Yorkshire Water is about to pour £78 million into improving the Blackburn Meadows facility, which will mean the sewage works will not only be able to treat more water, but will also treat that water more effectively.

This, David says, also means that ammonia levels in water discharged into the river will also be reduced.

“A reduced amount of ammonia in the river will mean that fish such as trout, grayling and salmon can be supported,” he says.

“As well as this, improved water quality means the Don, once dubbed one of the most polluted rivers in Europe, can support other wildlife such as otters, water voles, invertebrates, plants and flowers.”

In this sense, the Don will return to its pre-industrial former glory. Believe it or not, before the Industrial Revolution, the Don had a thriving salmon population. But the advent of mass industrialisation made the river an unsuitable habitat.

But this improvement to the Don is dependent upon a new water treatment system - one that requires a state-of-the-art bio-energy plant.

In this new plant, dirty ‘sludge’ water will be treated with a type of good bacteria that attacks the bad bacteria.

David says: “It’s actually called the ‘Sheffield Process’ - it’s an aeration system that dates back to the 1900s.”

This bio-aeration was the brainchild of a man called John Haworth, who conducted experiments in sewage treatment throughout the First World War. The system was properly installed at Blackburn Meadows in 1956 and has become standard practice is sewage treatment across the country ever since.

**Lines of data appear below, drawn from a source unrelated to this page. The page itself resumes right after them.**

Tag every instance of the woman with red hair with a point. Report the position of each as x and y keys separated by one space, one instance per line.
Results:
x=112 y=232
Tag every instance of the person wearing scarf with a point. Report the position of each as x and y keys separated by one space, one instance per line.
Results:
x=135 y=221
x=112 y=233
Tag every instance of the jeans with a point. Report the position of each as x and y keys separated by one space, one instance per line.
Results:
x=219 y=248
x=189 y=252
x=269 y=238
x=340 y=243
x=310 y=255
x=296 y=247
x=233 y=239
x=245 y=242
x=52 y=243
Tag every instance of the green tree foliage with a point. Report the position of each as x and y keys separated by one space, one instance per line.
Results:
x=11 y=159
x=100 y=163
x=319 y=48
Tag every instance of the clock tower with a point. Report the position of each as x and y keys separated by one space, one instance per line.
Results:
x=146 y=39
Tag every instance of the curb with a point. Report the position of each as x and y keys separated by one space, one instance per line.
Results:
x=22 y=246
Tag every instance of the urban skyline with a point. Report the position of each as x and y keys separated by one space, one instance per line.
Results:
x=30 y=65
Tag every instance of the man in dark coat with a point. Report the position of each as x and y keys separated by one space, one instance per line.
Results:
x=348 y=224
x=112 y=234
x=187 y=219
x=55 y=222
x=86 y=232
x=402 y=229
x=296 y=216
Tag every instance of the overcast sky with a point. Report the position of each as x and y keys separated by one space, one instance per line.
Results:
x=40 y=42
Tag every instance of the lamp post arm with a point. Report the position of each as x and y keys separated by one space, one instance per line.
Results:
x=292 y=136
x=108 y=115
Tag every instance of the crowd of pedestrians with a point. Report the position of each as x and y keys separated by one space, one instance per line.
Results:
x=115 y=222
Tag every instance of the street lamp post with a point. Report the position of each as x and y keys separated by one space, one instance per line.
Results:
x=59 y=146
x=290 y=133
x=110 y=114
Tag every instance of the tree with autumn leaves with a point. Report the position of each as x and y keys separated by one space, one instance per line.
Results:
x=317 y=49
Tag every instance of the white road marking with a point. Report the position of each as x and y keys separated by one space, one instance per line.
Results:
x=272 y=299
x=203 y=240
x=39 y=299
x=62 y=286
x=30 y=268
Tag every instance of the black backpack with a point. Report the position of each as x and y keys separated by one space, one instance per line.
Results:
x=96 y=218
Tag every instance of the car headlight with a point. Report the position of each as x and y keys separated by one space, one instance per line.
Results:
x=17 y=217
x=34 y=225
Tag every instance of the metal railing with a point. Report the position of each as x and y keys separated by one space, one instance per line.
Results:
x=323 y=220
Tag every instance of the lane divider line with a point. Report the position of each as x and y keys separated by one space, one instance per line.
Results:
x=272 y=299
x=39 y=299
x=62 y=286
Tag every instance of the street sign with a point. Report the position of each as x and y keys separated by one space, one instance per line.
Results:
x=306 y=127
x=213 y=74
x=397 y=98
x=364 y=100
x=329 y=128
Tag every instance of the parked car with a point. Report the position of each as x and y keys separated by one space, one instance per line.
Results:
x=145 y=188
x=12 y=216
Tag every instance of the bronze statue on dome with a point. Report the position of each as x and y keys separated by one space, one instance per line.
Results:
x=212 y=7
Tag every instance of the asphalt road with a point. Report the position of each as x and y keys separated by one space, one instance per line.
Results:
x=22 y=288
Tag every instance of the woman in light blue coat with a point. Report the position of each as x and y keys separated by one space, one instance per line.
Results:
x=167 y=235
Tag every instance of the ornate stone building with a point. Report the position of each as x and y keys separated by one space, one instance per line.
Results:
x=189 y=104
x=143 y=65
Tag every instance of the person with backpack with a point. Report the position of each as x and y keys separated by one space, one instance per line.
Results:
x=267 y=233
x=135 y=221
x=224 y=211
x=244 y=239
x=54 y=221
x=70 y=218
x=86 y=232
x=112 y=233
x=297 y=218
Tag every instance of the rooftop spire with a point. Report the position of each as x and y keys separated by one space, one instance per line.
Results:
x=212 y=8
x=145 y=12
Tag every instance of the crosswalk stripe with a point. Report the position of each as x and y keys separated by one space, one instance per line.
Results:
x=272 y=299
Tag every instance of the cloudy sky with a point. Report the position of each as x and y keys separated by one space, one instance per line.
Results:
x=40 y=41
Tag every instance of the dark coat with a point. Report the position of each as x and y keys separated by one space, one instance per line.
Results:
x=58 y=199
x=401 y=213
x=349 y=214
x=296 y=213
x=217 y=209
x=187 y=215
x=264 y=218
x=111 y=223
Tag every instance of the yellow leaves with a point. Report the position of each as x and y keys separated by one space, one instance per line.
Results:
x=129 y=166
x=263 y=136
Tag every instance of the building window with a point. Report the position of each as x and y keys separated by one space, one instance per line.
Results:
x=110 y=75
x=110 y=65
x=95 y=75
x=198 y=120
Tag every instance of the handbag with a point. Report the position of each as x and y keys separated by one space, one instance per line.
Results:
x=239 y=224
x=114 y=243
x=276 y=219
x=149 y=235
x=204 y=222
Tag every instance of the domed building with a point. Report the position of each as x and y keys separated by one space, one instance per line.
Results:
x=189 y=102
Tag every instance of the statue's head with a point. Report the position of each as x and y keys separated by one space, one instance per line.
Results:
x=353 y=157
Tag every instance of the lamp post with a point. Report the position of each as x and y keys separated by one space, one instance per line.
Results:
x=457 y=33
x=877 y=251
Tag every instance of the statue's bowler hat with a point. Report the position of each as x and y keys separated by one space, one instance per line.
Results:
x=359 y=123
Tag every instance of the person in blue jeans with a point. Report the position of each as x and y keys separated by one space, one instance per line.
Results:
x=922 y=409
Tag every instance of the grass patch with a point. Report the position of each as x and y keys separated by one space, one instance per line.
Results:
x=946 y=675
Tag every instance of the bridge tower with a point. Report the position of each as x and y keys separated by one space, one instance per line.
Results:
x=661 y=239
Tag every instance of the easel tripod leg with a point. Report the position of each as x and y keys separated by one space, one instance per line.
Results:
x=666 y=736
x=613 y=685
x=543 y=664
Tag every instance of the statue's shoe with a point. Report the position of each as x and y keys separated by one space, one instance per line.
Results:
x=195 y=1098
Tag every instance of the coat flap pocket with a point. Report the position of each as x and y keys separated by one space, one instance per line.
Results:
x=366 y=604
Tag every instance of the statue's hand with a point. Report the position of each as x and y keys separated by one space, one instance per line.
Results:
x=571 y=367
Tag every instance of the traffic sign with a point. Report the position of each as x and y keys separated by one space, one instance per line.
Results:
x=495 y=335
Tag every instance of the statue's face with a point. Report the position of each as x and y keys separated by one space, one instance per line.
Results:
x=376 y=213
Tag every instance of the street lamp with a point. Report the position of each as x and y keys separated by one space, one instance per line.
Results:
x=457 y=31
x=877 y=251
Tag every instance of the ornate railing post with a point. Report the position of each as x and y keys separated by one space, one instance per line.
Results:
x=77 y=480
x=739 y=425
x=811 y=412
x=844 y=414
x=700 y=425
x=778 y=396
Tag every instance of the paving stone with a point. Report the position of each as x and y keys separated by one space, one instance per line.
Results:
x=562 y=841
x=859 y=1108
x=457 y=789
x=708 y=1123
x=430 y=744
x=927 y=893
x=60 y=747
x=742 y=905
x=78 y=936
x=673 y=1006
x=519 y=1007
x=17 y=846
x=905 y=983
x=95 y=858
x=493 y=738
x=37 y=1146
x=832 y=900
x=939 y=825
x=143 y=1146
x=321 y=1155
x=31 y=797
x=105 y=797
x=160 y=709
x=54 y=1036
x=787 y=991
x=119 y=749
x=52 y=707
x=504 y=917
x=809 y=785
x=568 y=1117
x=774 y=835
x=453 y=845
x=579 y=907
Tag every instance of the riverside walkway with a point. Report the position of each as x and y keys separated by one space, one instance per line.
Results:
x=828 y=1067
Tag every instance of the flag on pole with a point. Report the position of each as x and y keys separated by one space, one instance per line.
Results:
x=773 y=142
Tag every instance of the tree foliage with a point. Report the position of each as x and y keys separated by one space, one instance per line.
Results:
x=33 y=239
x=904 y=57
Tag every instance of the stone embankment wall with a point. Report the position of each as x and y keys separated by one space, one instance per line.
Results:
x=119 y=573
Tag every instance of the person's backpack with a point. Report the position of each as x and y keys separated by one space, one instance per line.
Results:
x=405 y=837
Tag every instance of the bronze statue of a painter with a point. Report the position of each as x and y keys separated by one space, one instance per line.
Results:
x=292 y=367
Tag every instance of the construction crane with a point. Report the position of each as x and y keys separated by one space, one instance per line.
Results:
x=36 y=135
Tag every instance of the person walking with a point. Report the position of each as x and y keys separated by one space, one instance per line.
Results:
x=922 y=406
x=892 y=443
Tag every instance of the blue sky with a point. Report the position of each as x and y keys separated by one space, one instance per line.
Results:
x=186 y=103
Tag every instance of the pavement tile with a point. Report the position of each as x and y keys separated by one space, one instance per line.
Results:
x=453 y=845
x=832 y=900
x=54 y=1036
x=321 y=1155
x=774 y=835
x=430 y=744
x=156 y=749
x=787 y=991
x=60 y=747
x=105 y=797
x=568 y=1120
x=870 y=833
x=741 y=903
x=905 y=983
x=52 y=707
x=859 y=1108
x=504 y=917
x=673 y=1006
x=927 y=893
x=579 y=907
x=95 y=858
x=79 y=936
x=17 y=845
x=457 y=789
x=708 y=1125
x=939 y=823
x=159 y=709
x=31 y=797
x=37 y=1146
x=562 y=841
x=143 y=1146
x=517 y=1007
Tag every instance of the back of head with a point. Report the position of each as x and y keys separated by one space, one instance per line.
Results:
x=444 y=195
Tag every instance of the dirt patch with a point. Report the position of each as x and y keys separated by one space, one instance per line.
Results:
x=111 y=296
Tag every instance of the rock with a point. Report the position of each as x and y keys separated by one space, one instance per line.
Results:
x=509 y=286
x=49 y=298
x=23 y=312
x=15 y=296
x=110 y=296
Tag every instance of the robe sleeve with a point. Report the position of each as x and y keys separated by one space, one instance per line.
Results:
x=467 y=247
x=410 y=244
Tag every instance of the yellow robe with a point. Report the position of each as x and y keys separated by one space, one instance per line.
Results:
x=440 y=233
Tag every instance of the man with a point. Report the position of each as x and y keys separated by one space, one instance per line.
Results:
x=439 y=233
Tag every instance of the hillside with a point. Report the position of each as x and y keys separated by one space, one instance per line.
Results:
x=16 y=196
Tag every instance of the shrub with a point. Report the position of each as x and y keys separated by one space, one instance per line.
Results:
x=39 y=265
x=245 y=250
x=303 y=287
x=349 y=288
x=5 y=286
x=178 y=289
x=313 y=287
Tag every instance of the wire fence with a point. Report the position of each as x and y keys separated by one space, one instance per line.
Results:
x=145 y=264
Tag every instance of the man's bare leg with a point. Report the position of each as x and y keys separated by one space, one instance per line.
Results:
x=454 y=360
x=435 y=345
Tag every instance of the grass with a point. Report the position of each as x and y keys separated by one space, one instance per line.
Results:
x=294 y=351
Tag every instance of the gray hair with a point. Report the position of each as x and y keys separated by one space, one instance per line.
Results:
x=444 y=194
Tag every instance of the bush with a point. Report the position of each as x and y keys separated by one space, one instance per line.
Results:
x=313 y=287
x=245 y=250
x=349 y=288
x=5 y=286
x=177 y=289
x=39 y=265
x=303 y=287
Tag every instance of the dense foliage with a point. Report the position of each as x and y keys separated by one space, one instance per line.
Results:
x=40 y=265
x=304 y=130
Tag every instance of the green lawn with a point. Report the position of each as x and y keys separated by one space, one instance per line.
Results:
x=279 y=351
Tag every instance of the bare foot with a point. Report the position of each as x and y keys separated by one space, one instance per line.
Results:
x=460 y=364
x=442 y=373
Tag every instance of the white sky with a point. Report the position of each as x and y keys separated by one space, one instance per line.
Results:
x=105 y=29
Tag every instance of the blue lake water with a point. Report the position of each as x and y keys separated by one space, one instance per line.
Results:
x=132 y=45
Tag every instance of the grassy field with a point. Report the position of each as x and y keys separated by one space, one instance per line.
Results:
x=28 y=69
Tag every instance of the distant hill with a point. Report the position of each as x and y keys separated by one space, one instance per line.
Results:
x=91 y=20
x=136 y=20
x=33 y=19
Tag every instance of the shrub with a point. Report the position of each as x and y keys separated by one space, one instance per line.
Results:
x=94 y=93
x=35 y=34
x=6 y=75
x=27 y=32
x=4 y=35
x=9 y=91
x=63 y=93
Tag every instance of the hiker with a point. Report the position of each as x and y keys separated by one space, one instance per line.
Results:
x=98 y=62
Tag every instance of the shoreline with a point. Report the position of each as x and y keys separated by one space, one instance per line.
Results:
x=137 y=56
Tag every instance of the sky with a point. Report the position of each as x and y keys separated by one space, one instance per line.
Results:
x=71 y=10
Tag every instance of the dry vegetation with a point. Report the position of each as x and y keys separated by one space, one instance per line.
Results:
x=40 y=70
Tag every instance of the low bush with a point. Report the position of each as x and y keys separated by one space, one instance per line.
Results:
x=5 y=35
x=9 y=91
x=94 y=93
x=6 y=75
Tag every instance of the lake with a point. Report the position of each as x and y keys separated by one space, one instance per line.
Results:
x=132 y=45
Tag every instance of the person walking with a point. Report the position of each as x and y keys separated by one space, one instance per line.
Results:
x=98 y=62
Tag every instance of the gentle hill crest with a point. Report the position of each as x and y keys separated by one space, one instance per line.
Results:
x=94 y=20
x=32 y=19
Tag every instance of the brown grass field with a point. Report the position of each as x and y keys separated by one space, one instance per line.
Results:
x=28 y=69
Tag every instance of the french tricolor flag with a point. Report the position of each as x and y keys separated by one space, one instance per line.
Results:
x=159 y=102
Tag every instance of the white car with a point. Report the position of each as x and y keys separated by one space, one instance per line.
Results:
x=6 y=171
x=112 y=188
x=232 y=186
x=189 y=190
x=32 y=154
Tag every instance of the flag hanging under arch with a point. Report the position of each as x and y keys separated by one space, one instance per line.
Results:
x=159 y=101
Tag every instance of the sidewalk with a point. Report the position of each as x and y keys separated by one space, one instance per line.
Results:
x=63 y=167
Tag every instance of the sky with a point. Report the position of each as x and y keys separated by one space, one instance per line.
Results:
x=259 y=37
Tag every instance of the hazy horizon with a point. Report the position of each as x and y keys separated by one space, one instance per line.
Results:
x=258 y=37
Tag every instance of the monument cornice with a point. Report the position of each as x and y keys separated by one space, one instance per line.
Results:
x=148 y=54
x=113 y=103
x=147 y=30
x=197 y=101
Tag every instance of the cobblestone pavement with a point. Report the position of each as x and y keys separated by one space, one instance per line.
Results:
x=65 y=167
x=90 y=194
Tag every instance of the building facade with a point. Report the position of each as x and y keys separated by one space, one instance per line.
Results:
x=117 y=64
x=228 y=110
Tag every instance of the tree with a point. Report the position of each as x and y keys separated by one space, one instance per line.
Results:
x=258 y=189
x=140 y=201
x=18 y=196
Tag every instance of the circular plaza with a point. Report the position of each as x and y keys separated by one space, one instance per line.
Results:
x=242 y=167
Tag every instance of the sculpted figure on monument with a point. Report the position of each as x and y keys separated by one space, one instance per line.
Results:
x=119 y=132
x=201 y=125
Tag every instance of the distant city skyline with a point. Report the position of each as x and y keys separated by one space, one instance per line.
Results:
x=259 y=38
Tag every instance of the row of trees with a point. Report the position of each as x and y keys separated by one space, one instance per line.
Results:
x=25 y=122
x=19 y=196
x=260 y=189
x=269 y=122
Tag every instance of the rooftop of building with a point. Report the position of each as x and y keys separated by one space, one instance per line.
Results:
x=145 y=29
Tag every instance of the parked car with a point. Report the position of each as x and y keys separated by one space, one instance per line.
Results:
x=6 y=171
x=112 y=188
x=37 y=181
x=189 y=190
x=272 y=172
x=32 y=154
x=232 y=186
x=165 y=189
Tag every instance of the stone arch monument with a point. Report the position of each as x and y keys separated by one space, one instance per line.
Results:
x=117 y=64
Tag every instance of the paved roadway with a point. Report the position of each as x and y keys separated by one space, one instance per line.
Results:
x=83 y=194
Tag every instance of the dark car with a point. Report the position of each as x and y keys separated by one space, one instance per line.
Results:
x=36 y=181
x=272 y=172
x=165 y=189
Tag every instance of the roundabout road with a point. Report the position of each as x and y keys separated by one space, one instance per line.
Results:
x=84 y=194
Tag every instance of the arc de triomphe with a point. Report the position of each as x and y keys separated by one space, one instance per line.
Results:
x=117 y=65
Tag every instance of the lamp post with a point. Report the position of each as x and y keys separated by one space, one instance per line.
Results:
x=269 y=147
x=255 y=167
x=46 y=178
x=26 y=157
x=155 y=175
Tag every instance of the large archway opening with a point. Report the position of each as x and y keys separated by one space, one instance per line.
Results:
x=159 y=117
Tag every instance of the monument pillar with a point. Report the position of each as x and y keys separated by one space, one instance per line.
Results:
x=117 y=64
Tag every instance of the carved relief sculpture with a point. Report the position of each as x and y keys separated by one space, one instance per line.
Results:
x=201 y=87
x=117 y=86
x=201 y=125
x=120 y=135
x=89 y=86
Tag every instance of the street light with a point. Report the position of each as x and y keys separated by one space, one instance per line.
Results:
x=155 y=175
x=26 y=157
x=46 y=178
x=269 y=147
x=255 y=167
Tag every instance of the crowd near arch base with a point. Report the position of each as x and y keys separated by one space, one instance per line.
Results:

“But we have refined it,” says David. “It means that we can use the remains as fertiliser for agriculture. It will be green waste.

“An additional benefit is the process generates a gas that can be consumed in a gas engine to generate electricity.”

The importance of Blackburn Meadows is revealed by statistics - the average person flushes the toilet about five times a day and each flush uses about 3.6 gallons of water.

David says: “With 555,500 people - that’s 99,000,000 gallons of water a day going through Sheffield’s sewage system.”